Even the ultimate video URL doesn't work:
[[!format txt """ anarcat@marcos:presentations$ git annex addurl --debug --file=re_publica_2012Eben_MoglenFreedom_of_Thought_Requires_Free_Media.webm http://ia601009.us.archive.org/9/items/Republica2012-EbenMoglen-FreedomOfThoughtRequiresFreeMedia/re_publica_2012Eben_MoglenFreedom_of_Thought_Requires_Free_Media.webm [2013-10-09 18:26:30 EDT] call: quvi ["-v","mute","--support","http://ia601009.us.archive.org/9/items/Republica2012-EbenMoglen-FreedomOfThoughtRequiresFreeMedia/re_publica_2012Eben_MoglenFreedom_of_Thought_Requires_Free_Media.webm"] addurl re_publica_2012Eben_MoglenFreedom_of_Thought_Requires_Free_Media.webm [2013-10-09 18:26:30 EDT] read: curl ["-s","--head","-L","http://ia601009.us.archive.org/9/items/Republica2012-EbenMoglen-FreedomOfThoughtRequiresFreeMedia/re_publica_2012Eben_MoglenFreedom_of_Thought_Requires_Free_Media.webm","-w","%{http_code}"]
failed to verify url exists: http://ia601009.us.archive.org/9/items/Republica2012-EbenMoglen-FreedomOfThoughtRequiresFreeMedia/re_publica_2012Eben_MoglenFreedom_of_Thought_Requires_Free_Media.webm failed git-annex: addurl: 1 failed """]]
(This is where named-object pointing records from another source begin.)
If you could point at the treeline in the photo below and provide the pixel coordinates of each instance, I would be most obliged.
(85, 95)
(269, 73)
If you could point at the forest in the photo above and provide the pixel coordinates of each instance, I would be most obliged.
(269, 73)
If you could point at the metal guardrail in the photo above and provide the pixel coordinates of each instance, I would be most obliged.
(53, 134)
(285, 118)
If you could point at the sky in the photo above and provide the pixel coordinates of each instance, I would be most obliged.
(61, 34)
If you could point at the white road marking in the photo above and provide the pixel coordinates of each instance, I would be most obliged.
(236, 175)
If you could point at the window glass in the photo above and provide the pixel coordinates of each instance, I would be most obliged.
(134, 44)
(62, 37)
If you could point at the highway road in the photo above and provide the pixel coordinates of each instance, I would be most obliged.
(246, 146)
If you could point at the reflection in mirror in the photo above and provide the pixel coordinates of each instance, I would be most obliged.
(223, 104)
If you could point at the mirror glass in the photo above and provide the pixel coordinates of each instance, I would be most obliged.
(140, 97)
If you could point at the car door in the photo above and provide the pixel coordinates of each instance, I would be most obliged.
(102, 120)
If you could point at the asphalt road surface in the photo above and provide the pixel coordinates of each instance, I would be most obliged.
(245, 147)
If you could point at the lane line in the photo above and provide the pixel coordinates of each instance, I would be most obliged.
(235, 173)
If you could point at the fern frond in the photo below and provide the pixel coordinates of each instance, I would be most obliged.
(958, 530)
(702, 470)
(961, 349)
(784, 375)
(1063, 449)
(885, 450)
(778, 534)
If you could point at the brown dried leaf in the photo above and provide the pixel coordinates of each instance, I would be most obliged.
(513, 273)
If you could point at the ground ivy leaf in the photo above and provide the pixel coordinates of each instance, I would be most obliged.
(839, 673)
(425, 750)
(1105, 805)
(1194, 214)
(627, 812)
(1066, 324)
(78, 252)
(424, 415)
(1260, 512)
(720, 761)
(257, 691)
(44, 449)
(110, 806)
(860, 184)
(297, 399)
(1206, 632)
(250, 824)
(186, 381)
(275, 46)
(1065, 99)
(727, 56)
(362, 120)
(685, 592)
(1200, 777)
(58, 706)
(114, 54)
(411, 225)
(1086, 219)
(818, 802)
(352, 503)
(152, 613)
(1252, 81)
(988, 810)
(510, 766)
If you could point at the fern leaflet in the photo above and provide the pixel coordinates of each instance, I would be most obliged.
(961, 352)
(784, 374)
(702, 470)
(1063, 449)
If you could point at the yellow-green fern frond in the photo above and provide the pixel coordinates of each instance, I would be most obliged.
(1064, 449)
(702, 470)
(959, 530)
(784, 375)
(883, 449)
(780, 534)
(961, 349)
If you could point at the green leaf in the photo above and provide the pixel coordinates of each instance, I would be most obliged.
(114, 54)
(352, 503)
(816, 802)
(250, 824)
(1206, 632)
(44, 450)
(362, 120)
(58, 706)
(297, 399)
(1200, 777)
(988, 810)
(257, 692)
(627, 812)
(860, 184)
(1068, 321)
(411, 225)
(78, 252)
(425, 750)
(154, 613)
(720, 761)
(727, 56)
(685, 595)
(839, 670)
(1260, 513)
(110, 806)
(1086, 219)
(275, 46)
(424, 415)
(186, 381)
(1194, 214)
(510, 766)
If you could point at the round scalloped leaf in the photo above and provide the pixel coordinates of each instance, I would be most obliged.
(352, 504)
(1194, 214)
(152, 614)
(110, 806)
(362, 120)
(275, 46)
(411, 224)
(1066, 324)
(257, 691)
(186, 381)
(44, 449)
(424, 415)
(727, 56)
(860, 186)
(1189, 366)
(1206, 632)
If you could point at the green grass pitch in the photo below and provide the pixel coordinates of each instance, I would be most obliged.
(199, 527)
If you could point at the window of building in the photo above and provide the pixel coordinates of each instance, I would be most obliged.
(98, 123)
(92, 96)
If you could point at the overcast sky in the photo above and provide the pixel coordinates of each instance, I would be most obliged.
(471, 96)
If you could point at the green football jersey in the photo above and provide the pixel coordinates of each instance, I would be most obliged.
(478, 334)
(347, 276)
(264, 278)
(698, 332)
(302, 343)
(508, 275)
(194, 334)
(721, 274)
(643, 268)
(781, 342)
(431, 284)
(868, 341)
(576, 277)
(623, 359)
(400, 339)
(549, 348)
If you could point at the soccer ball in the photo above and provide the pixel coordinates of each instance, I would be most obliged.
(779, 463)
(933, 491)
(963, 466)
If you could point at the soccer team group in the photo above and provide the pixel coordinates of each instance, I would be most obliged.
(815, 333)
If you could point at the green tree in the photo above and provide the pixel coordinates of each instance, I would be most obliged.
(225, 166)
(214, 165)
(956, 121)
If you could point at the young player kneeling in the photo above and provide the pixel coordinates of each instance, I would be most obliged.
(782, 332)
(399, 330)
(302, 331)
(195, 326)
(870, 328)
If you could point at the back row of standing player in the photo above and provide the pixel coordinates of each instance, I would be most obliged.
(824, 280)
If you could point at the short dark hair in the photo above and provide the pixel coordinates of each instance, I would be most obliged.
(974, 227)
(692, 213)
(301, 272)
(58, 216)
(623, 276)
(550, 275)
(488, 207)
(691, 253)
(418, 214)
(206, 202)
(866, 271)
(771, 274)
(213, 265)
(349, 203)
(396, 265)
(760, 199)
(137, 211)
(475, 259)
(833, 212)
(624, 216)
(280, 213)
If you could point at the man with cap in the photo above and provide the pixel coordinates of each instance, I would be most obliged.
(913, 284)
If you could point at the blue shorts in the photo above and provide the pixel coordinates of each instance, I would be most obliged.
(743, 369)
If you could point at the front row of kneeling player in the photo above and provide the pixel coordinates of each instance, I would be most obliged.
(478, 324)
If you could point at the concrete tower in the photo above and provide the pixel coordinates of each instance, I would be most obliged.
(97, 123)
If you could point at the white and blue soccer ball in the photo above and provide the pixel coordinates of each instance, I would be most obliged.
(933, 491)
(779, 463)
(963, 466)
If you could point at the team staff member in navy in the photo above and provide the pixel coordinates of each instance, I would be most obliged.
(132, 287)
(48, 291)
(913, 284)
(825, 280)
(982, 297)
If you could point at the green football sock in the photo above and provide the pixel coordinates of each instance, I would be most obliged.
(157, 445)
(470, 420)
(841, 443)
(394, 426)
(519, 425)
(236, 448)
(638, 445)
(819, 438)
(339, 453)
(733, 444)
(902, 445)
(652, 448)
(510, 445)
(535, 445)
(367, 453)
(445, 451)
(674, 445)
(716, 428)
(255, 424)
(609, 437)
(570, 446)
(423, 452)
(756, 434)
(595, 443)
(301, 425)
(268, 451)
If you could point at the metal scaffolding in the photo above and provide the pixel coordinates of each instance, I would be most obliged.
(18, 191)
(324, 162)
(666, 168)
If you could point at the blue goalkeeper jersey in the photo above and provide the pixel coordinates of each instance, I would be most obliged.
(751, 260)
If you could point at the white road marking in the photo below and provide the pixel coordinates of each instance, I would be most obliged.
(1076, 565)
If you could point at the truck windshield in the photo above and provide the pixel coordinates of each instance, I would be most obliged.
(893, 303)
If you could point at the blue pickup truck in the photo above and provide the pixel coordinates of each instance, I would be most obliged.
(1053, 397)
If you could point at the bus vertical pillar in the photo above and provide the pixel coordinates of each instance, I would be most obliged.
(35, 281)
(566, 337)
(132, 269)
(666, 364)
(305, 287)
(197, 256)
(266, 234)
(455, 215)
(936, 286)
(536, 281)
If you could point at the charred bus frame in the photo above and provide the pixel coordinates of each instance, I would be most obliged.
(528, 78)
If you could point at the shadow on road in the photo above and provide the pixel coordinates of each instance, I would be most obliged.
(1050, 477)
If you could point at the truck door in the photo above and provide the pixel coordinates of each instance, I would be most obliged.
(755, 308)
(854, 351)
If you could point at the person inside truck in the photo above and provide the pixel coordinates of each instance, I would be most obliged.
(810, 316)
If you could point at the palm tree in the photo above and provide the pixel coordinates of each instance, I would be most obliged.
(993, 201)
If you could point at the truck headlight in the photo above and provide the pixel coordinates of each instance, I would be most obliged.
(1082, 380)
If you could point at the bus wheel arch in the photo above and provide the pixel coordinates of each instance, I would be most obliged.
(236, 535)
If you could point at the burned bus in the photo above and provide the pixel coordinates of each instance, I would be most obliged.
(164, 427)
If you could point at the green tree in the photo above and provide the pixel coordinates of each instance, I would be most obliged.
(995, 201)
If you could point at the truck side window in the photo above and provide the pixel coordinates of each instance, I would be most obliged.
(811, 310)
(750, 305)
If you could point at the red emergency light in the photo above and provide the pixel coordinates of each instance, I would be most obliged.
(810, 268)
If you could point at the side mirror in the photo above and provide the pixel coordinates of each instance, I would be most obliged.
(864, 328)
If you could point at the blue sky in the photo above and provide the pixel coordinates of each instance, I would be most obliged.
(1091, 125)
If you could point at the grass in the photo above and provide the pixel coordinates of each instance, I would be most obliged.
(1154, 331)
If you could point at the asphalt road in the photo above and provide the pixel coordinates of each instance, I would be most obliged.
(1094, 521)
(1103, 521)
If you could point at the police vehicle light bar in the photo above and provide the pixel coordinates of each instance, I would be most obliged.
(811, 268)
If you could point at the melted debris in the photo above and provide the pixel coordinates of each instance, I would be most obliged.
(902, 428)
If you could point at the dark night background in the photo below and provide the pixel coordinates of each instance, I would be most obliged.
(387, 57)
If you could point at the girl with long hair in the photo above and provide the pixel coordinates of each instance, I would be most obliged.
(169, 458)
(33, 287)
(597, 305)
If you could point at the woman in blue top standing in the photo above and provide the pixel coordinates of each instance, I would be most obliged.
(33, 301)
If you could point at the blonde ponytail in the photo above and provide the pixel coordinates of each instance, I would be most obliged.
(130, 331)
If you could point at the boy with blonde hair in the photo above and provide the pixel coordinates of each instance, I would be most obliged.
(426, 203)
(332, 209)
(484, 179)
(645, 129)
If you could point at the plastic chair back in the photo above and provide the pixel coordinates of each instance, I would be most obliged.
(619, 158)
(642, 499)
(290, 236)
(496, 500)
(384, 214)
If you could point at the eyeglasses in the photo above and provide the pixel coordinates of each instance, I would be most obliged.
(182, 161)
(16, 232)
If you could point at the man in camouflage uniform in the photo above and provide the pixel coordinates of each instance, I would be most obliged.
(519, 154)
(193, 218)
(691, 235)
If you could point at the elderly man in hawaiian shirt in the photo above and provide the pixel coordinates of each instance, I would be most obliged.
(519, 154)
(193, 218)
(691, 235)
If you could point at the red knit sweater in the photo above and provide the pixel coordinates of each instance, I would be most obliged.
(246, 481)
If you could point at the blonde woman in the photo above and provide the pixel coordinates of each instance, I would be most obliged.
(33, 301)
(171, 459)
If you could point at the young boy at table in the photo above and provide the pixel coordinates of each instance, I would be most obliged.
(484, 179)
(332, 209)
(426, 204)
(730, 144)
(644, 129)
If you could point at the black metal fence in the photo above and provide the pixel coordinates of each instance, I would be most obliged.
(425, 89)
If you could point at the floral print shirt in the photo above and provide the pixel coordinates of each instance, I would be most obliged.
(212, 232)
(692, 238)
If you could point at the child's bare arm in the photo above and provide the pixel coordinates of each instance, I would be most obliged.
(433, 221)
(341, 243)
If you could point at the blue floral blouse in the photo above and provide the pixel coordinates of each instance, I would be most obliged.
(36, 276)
... even though that URL actually gives out a proper 200 OK response code.
Any ideas? --anarcat
This was a misleading error message. The url you are trying to add to the file does not match the size recorded for the file already in the annex. (Or possibly the file's key has no recorded size). If you really want to add the url to the file despite it being a different encoding, you can use --relaxed, although fsck may not like the result if you ever end up downloading that url..
(Please file bug reports for problems in the future, rather than posting comments on only vaguely related pages which as we can see here can turn out to be entirely offtopic.)